Proteus Digital Health (Redwood City, California) also offers a system that can help users adhere to medication regimens; however, Proteus's system is much more complex than PharmRight's Livi device. Proteus's main product is a minute ingestible sensor that can integrate into pills or other ingestible products. The sensor pairs with a wearable patch that uses Bluetooth to relay information from the sensor to a smartphone app. Like Livi, Proteus's system provides physicians and caregivers with verifiable data about when a person under their care takes his or her medications. The ingestible sensor received FDA approval in 2012; in July 2015, the FDA sanctioned the use of the sensor as an aid in measuring medication adherence. Predicting whether Proteus's system will see wide rollout is difficult. The system relies on an additional device as well as patient adherence to wearing a patch. The system requires users to swallow a sensor, wear a patch, and use a smartphone app; however, the system's benefits may be strong enough to persuade users to put forth all the necessary effort. Researchers at Purdue University (West Lafayette, Indiana) are also pursuing an electronic approach and fabricated an electronic pill that delivers drugs deep inside the gastrointestinal tract. Delivering medications to the large intestine is difficult because the body often absorbs or metabolizes the drugs before they reach their target destination. The researchers' pill consists of a sealed drug chamber and electronic components that activate and open the drug chamber in response to proximity to a magnet. The researchers suggest that their technology could help sufferers of Clostridium difficile and other intestinal problems by delivering powdered microbes directly to the target location.
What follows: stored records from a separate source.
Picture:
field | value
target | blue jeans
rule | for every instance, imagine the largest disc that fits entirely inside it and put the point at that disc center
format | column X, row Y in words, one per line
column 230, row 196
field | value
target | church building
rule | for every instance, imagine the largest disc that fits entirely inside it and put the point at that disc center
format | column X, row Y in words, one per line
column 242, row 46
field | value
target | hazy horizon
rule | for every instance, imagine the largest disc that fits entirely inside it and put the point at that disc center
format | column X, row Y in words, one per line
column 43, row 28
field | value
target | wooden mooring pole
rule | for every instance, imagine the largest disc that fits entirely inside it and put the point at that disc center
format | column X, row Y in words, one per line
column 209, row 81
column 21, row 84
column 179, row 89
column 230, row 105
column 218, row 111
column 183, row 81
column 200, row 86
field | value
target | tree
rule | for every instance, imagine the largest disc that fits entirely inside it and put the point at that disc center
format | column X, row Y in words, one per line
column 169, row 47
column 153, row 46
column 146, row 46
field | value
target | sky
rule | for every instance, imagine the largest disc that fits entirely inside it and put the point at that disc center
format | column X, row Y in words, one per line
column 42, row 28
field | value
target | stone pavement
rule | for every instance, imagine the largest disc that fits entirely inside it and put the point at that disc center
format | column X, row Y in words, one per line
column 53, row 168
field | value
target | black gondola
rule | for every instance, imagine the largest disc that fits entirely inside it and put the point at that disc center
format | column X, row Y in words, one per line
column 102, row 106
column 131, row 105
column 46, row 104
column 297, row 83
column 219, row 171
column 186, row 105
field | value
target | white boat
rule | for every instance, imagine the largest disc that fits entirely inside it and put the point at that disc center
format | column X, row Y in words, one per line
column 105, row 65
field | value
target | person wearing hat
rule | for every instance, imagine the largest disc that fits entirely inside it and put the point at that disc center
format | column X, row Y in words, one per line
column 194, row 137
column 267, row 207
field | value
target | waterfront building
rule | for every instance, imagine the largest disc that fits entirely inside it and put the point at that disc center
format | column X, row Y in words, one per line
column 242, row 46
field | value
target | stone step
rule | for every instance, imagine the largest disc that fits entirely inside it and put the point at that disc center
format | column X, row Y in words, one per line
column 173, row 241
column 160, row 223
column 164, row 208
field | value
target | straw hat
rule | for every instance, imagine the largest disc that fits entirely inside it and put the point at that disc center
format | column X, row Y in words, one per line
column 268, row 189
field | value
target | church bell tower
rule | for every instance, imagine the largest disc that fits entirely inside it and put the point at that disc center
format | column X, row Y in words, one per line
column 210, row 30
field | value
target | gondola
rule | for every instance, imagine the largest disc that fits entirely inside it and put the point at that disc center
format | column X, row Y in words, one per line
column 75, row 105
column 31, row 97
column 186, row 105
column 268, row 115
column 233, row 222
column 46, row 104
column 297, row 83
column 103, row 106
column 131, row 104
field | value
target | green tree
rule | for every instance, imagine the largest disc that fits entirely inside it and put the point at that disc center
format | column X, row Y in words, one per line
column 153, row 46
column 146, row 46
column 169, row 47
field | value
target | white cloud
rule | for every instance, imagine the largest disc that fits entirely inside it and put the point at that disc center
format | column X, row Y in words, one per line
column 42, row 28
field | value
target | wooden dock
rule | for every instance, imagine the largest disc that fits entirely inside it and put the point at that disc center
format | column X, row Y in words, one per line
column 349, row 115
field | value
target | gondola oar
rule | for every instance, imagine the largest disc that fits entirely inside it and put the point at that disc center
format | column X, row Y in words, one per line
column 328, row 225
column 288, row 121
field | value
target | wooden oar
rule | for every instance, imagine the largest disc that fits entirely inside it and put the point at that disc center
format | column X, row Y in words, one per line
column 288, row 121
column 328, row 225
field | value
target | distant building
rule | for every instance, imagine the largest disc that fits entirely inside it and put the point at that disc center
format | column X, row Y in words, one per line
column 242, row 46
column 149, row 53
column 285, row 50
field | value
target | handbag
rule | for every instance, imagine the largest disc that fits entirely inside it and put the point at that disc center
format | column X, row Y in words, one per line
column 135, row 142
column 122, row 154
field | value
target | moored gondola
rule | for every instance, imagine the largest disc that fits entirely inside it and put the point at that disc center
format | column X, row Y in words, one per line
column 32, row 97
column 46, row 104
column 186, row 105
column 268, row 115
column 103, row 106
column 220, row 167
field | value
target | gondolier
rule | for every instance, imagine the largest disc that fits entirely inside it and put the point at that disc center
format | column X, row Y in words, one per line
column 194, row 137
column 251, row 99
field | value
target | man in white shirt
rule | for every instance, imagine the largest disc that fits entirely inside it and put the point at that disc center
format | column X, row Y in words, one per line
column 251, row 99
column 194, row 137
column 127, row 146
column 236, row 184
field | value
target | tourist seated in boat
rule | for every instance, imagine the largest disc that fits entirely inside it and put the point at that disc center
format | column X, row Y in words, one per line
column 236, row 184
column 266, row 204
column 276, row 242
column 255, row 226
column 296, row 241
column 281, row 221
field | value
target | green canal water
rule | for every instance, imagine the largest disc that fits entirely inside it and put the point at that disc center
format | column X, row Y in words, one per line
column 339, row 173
Another development could help elderly people and others who suffer from debilitating conditions such as arthritis. Researchers from North Carolina State University (Raleigh, North Carolina) and the University of North Carolina at Chapel Hill (Chapel Hill, North Carolina) are developing a stretchable-elastomer drug-delivery system—essentially a medication-loaded adhesive-strip-type device. The novel part of the system is its reliance on capsules that contain medication-loaded nanoparticles. The nanoparticles slowly release medication into the capsules; when the wearer moves, the elastomer stretches, which compresses the capsules, causing them to dispense medication into the wearer's skin. In practice, a person with arthritis would receive small doses of a painkiller when he or she moves. The more a wearer moves, the more medication he or she receives from the device.